The refractive error of the astigmatic eye stems from a different degree of refraction in different meridians; for example, the image may be clearly focused on the retina in the horizontal plane, but not in the vertical plane, or not on the retina in either plane.
It occurs when the front surface of the eye is uneven; an irregular shaped cornea or lens prevents light from focusing properly on the retina, the light sensitive surface at the back of the eye. As a result, vision becomes blurred at any distance.

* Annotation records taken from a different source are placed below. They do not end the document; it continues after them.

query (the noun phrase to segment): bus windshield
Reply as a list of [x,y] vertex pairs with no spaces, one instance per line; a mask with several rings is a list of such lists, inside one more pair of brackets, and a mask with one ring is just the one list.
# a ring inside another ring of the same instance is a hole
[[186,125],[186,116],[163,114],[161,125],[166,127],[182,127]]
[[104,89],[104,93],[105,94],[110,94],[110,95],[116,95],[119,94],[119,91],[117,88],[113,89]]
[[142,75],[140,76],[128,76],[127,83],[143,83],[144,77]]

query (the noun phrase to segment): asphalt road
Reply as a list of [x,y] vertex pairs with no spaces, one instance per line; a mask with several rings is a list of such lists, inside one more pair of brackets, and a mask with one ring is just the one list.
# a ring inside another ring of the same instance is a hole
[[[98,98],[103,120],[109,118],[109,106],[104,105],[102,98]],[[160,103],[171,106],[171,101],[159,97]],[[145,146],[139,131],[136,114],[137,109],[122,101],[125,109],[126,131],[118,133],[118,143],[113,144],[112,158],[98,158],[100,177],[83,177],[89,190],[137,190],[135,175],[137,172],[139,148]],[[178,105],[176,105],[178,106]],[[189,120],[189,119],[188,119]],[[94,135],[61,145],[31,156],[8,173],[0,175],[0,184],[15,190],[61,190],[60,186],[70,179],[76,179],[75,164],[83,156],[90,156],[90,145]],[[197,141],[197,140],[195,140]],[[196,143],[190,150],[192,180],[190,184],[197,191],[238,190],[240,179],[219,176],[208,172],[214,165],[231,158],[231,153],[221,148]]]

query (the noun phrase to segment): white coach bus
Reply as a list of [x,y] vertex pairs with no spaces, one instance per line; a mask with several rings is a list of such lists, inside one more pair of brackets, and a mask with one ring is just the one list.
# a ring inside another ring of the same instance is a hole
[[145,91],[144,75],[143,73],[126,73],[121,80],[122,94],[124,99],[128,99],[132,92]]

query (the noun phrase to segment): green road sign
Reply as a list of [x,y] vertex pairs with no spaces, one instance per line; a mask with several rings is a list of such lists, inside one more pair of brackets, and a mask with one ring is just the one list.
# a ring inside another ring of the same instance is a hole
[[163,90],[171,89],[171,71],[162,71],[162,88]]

Vision blurred or distorted whether the person is reading close up or looking further into the distance.
Astigmatism should be diagnosed by a qualified Optometrist and/or Ophthalmologist.
A full optometric examination should be done to assess the degree and extent of the problem.
Small children, who may not be able to answer the optometrist’s questions about what they can see, can be assessed using a test called retinoscopy that involves reflected light.
In most cases, astigmatism can be corrected by wearing properly fitted spectacles or contact lenses.
Milder astigmatism may not need treatment unless the person has a job that strains their eyes, for example, computer work.
In some cases, astigmatism can be corrected by laser surgery which reshapes the cornea.